Wednesday, January 29, 2020

Favorite Class at SAIS: Leaders, Followers, and Political Power

Cady Deck, Certificate '19 + Johns Hopkins SAIS MA '20 shares her favorite class at SAIS.

SAIS Paul H. Nitze Building - located just steps from many of the nation’s most
prestigious think tanks, research centers, and global corporations as well as
famous landmarks like the White House and the U.S. Capitol.
Every HNC Certificate + SAIS MA student has to take two Asia Studies classes, and one China Studies class at SAIS in addition to taking economics classes and fulfilling core requirements. One of my favorite classes this semester is a Southeast Asia Studies class called Leaders, Followers, and Political Power. This is not a class about the “great man theory” of history. It is a class designed to answer two main questions: why do leaders lead and why do people follow them. Over the course of the semester, we have analyzed how leaders attain power utilizing different combinations of coercion, charisma, traditional authority, economic reward, or appeals to identity, ideology and nationalism. We have also looked at reasons people follow leaders, both psychological and political, which is especially interesting at times when leaders do or condone terrible things.

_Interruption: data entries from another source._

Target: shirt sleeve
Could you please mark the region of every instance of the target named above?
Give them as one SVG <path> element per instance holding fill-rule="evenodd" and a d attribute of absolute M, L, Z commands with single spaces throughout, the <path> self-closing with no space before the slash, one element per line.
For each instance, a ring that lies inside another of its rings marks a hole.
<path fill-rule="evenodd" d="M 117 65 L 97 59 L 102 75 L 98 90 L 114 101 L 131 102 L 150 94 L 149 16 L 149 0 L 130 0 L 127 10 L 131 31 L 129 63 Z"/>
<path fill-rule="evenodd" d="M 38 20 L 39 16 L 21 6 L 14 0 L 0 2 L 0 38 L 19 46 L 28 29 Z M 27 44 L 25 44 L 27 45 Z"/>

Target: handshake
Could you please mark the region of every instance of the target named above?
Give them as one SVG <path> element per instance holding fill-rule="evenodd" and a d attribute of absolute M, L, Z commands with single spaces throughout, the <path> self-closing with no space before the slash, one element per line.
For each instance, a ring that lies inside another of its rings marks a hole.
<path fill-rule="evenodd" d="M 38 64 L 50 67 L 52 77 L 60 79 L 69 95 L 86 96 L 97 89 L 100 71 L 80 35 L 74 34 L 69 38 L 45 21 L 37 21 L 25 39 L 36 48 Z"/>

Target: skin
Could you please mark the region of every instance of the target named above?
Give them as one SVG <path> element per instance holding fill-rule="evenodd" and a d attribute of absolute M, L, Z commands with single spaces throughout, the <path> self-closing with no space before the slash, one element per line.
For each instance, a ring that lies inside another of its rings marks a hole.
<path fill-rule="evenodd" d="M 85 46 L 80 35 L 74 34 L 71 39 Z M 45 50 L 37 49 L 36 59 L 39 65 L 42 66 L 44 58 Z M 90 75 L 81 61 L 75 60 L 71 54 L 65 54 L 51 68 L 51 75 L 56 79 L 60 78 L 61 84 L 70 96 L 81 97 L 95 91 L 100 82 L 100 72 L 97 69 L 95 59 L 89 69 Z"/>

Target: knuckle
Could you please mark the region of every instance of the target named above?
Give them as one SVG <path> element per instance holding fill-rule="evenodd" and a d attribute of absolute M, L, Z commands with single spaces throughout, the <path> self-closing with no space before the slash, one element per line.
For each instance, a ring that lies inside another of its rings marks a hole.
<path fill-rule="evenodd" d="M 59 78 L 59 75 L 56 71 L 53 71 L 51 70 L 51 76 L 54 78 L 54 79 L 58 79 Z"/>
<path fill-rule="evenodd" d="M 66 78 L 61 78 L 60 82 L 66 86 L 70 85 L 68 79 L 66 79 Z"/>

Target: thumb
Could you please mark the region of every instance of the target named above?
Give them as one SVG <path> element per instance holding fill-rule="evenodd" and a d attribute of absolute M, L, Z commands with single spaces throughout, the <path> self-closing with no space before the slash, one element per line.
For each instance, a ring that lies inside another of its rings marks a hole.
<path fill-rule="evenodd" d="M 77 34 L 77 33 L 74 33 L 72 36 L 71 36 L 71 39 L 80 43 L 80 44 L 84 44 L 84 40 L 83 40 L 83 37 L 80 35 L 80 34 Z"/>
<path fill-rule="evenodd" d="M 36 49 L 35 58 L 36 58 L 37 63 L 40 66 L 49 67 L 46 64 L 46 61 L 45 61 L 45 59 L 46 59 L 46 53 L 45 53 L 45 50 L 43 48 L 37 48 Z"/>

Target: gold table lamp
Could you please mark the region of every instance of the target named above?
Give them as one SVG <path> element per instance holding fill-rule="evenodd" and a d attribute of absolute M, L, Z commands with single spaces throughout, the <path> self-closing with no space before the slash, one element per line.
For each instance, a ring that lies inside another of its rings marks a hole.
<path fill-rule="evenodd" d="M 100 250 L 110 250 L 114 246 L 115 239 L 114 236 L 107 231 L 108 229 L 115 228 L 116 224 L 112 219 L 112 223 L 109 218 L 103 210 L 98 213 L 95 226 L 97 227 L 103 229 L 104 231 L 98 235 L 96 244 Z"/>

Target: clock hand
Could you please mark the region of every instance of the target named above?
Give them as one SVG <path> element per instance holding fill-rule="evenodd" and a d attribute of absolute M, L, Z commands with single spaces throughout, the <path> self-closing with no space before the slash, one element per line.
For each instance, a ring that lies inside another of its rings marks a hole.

One of the benefits of going to a school in DC is that a lot of the professors are former government officials. In fact, two of my professors this semester have had long careers in the government. Professor Karl Jackson, for example, has an especially interesting history, which makes classes very exciting. He served as the national security adviser to the vice president, special assistant to the president, senior director for Asia on the National Security Council, among other positions. In other words, he had unique access and opportunities to meet with a lot of world leaders, especially Southeast Asian leaders. Every week students present on the readings and answer questions from the class and the professor. Afterwards, we discuss leaders’ personalities, their leadership qualities, the characteristics of their followers, etc. During the lectures and class discussions, Professor Jackson frequently interjects with personal anecdotes, telling us his own impressions of the leaders when he met them back in the day. Learning about leaders from their autobiographies or other biographers is interesting, but the opportunity to ask Professor Jackson about his personal interactions and first, second, or third impressions of the leaders is unparalleled.

Johns Hopkins School of Advanced International Studies is located in DuPont Circle,
a vibrant area in the heart of Washington, DC.
My initial interest in this course actually came from a class I took at the HNC. In the China on the Border: Provincial Relations on the Periphery class, I wrote my research paper on China-Southeast Asia relations, specifically focusing on China-Myanmar relations. I even had the opportunity to travel to the China-Myanmar border over spring break, where I examined the refugee/border resident situation. I focused on the China side of this relationship, but grew more interested about politics in Myanmar, especially the government’s response to all of the ethnic conflicts within Myanmar.  At SAIS, I wanted to explore this interest in Southeast Asia and expand my knowledge on regions other than China. In the Leaders class, I am writing my semester research paper on Myanmar’s current State Counsellor Aung San Suu Kyi. I have gained a better understanding of Southeast Asian politics and leaders, but more specifically, Burmese politics and Suu Kyi’s leadership style and motivations.

Knowing more about the broader region, the domestic politics of surrounding countries, and their leaders is a different angle from which to analyze challenges or areas of conflict in regional relations. At the HNC I learned a lot about the Chinese perspective on various political, social, and economic issues domestically and globally. As a China Studies concentrator, that perspective is invaluable. Coming to SAIS complements my experience at the HNC because I can pursue other interests that may also be helpful in understanding future relations between China and other countries. The Leaders class this semester is just one example of the way in which students can expand on what they learned at the HNC at SAIS.